Groundwater Supplies (Water = Jobs)
Groundwater is the cornerstone of our economy. It makes possible rural and city development, serves industry of all types, and is responsible for the very existence of Sonoma County’s diversified agricultural base.
Sonoma County has mapped its entire region into four Groundwater Availability Classifications:
1) Major Groundwater Basin
2) Major Natural Recharge Area
3) Marginal Groundwater Availability Area
4) Areas With Low or High Variable Water Yield
Much of Sonoma County has been identified as either a Class 3 or Class 4 area.
There are four major groundwater basins in Sonoma County. They are the Sonoma Valley Groundwater Basin, Petaluma Valley Basin, Santa Rosa Plain Groundwater Basin, and the Alexander Valley Groundwater Basin.
The largest groundwater basin in the County is the Santa Rosa Plain Groundwater Basin. It is fourteen miles long and stretches from Penngrove to Windsor. The Sonoma County Water Agency has established seven groundwater wells along the banks of the Russian River, and drilled emergency wells on Todd Road, Sebastopol Road, and Occidental Road. During peak demand, these wells pump approximately 103 million gallons per day (mgd), the water is piped to Santa Rosa, Rohnert Park, Cotati, core area Penngrove, Petaluma, Sonoma, Novato, Ignacio, San Rafael, Corte Madera, and Sausalito.
Exports of Sonoma County groundwater to Marin County represent about six billion gallons per year. Marin Municipal Water District paid $6.3 million dollars for another 5,000 acre feet per year in 2005 – the additional water has yet to be delivered. Marin County has not developed its own water supplies and gave up water it imported from the city of Richmond.
In 1996, the well on my ranch, located on Adobe Road, went dry as area groundwater levels continued to drop. In 1999 I began following Rohnert Park’s General Plan Update process.
During the General Plan Update I learned Rohnert Park wants to build 5,000 homes and develop five million square feet of commercial and industrial space. Rohnert Park admitted that the area’s water table had dropped 150 feet over the past 25 years from pumping so much water.
I collected about 9,000 pages of documentation and filed it with Rohnert Park believing the City Council would not move forward with its General Plan based on the fact that it was undisputable that groundwater supplies are in decline. I was wrong. In July of 2000 the City Council voted 4-1 and approved the new General Plan.

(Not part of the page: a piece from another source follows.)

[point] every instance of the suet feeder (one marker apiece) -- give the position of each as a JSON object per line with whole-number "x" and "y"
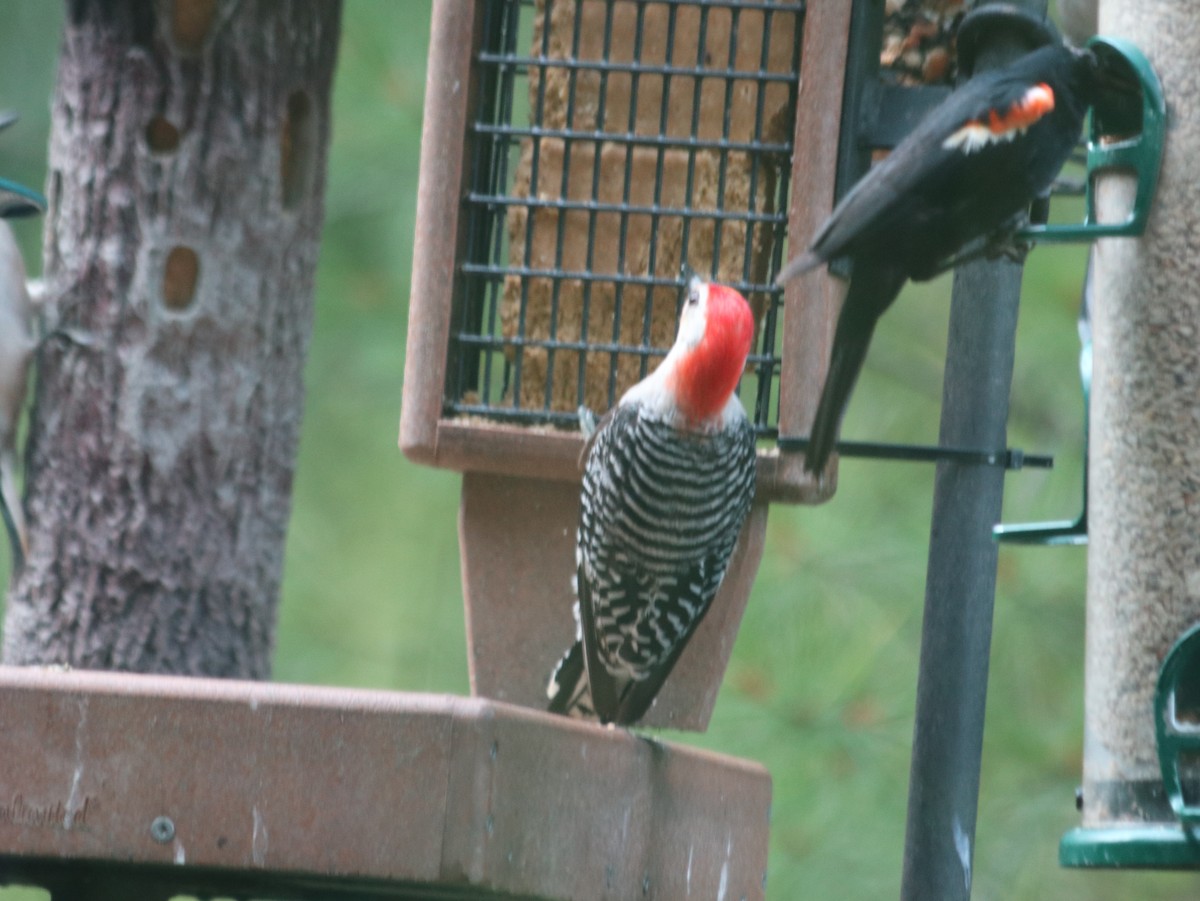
{"x": 576, "y": 155}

I filed a lawsuit against Rohnert Park for its failure to evaluate impacts on increased groundwater pumping on rural areas outside its city limits. The cost of the lawsuit was paid for by 140 concerned families here in Sonoma County. Because of the lawsuit, in April 2002 Sonoma County Superior Court Judge Lawrence Antolini found that the City of Rohnert Park—having the biggest Municipal Well field in the County with 32 active wells—was in serious trouble.
As a result, Rohnert Park cutback on groundwater pumping to no more than 2.3 mgd, it had to give up 180 acres of active farmlands that were targeted for development, and groundwater from anywhere in the Penngrove zip code of 94951 could not be imported into the city. This 20 year restrictive agreement was the first of its kind in Sonoma County and I am proud to have been the lead plaintiff. Everyone who supported the lawsuit got a 100% refund.
Despite successful litigation, sustainable groundwater supplies remain one of the top issues for the next 2nd District Supervisor. The battle over declining groundwater supplies in the Southern Santa Rosa Plain Groundwater Basin isn’t over—it’s just beginning.
The Sonoma Valley Groundwater Basin is now experiencing saltwater intrusion from San Pablo Bay—the result of too much pumping for commercial, residential, and agricultural demands. People in Sonoma now rely on water from the Santa Rosa Plain Groundwater Basin, and those supplies are no longer sustainable with cumulative existing demand.
Petaluma relies heavily on the Santa Rosa Plain Groundwater Basin. If Petaluma decides to run its own well fields to meet water demands, it too runs the risk of saltwater intrusion. The Bodega area is also seeing saltwater intrusion showing up in fresh water supplies as a result of too much pumping near the Pacific Ocean.
Solutions to stabilizing groundwater supplies must include terminating groundwater exports into Marin County and developing aggressive membrane or reverse osmosis treatment of sewage plant wastewater. Both Sonoma and Marin Counties need to develop additional reservoirs to meet future needs.
Marin County must rebuild the pipeline that once provided East Bay Municipal Utility District water across the Richmond San Rafael Bridge to Marin County during the drought of the mid-1970’s.
Rural property owners in Sonoma County in both water-rich and water-scarce areas are seeing declining groundwater supplies. Rural property owners with wells are the “canaries in the coal mine,” and we can’t afford to ignore this issue any longer. Since Petaluma and Cotati’s water supplies also come from rural Sonoma County, the cities’ water supplies are no longer sustainable either.
Without sustainable water supplies our economy will be further jeopardized.